A scientist from the University of the West of England has been awarded a grant of almost £25,000 from Bowel Cancer UK to understand why some patients with rectal cancer don’t respond well to certain treatments and look for new ways to improve its chance of success.
Dr Alex Greenhough will be studying proteins that are found in bowel cancer cells to find out if they affect how patients respond to chemotherapy and radiotherapy. In collaboration with Mr Adam Chambers and Prof Ann Williams from the University of Bristol, they hope to discover how subtle differences in these proteins might help them to which patients will respond best to this type of treatment.

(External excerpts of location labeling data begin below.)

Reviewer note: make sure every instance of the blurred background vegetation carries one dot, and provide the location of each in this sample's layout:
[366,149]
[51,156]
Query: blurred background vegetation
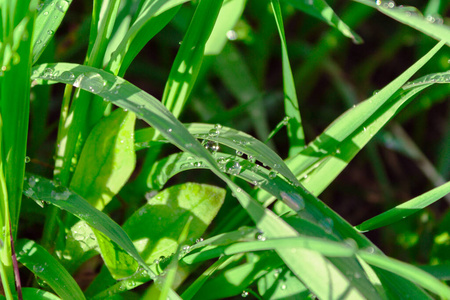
[242,87]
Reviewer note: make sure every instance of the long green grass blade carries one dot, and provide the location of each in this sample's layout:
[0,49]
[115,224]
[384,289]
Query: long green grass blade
[153,16]
[189,58]
[294,124]
[321,10]
[405,209]
[41,189]
[330,152]
[412,17]
[408,271]
[50,16]
[47,268]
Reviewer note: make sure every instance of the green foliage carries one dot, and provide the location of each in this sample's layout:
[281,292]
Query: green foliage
[144,189]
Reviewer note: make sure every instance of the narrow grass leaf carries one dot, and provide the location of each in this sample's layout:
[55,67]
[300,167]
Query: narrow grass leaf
[234,72]
[173,265]
[153,112]
[153,16]
[42,189]
[156,227]
[37,294]
[430,25]
[405,209]
[241,142]
[330,152]
[47,268]
[409,272]
[223,31]
[321,10]
[189,58]
[294,122]
[49,17]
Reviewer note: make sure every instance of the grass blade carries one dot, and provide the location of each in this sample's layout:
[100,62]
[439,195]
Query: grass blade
[41,189]
[294,124]
[189,58]
[153,112]
[405,209]
[330,153]
[321,10]
[47,268]
[412,17]
[409,272]
[49,17]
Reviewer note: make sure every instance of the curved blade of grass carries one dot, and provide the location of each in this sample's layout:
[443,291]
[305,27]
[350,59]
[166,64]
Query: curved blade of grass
[37,294]
[42,189]
[50,16]
[237,140]
[228,16]
[189,58]
[306,264]
[323,246]
[294,124]
[412,17]
[330,152]
[153,16]
[46,267]
[409,272]
[321,10]
[405,209]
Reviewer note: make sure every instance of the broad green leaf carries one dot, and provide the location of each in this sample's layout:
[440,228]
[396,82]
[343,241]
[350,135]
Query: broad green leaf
[405,209]
[188,61]
[294,121]
[302,262]
[330,152]
[321,10]
[156,226]
[441,272]
[409,272]
[107,159]
[281,284]
[228,16]
[50,16]
[233,280]
[47,268]
[119,263]
[411,16]
[41,189]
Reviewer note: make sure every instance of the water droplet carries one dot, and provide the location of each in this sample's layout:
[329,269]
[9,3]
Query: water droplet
[62,5]
[214,132]
[231,35]
[90,81]
[67,76]
[234,167]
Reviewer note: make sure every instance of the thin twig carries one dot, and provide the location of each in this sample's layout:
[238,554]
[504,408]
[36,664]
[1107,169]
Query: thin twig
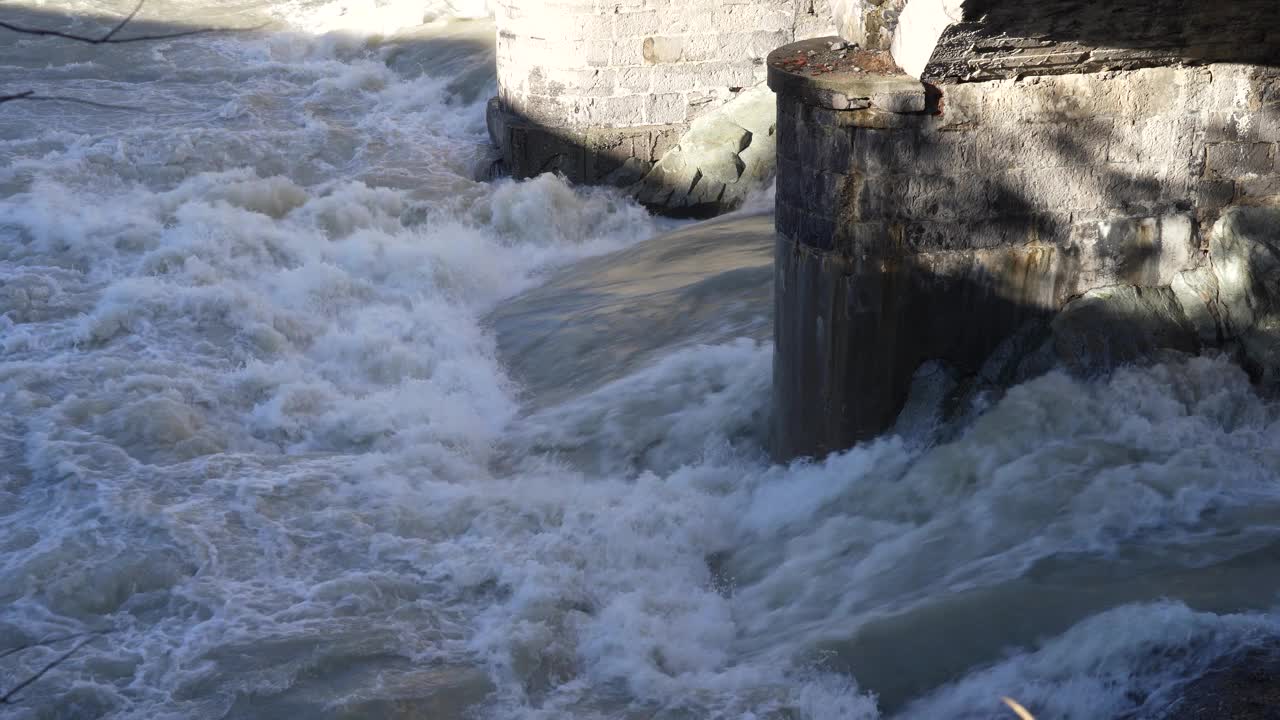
[51,641]
[120,24]
[26,95]
[109,39]
[8,697]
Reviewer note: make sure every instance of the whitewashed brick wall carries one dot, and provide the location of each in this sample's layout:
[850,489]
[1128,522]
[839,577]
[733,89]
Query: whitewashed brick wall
[579,64]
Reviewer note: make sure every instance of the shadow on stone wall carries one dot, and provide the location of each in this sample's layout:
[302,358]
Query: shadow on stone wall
[1009,37]
[999,251]
[645,160]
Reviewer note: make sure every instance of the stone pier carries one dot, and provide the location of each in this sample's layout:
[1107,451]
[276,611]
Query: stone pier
[979,174]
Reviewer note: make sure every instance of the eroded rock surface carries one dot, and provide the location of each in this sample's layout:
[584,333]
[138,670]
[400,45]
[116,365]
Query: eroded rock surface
[725,155]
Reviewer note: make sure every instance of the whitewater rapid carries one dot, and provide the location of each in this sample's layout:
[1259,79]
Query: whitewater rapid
[305,417]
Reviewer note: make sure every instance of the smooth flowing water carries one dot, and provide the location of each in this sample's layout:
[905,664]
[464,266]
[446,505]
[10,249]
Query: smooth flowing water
[318,425]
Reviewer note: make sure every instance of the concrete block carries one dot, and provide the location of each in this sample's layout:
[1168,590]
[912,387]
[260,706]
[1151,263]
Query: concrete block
[664,109]
[657,50]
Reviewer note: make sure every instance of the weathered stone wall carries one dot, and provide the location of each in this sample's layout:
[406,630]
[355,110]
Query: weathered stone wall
[967,40]
[600,90]
[909,236]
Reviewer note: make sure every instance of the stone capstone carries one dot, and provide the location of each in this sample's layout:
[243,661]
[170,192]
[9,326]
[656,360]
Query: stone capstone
[1068,210]
[1235,299]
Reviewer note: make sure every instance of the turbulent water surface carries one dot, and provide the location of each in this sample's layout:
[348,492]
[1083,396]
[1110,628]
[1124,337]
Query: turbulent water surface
[257,423]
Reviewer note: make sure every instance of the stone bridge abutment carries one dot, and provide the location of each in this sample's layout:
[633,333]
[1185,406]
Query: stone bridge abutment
[996,185]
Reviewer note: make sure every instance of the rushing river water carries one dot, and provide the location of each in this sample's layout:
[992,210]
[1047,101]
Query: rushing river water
[286,410]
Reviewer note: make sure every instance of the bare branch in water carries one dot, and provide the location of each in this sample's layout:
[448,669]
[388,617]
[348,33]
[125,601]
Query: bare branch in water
[26,95]
[7,698]
[109,39]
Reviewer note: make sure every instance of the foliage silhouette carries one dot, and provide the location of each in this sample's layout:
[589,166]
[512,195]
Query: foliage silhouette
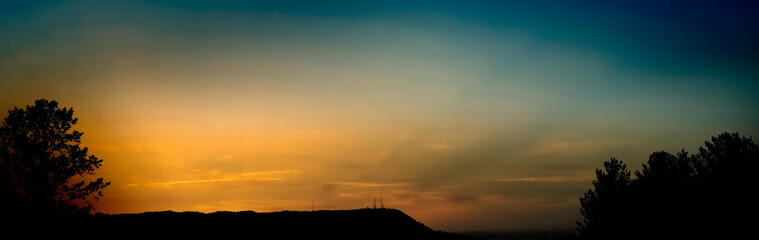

Knowing which patients are likely to respond well to chemotherapy and radiotherapy means this treatment can be offered to those who would most benefit from it. Most importantly, patients will be spared from the side effects of a treatment that simply won’t work for them.
This award is part of Bowel Cancer UK’s investment of over £1.3 million pounds to support research with the greatest benefits for those at risk and affected by the disease.
Bowel cancer is the second biggest cancer killer in the UK, however it shouldn’t be because it is treatable and curable especially if diagnosed early.
Dr Alex Greenhough at the University of the West of England, says: “We are incredibly grateful for this funding from Bowel Cancer UK, which will give us a fantastic opportunity to make important progress towards better understanding patient responses to chemoradiotherapy and ultimately improve clinical outcomes.”
Dr Lisa Wilde, Director of Research and External Affairs at Bowel Cancer UK, says: “We are delighted to invest in Dr Greenhough’s research. This important work will support our commitment to invest in high quality, innovative and creative solutions to help lead a step change in the number of people surviving bowel cancer.”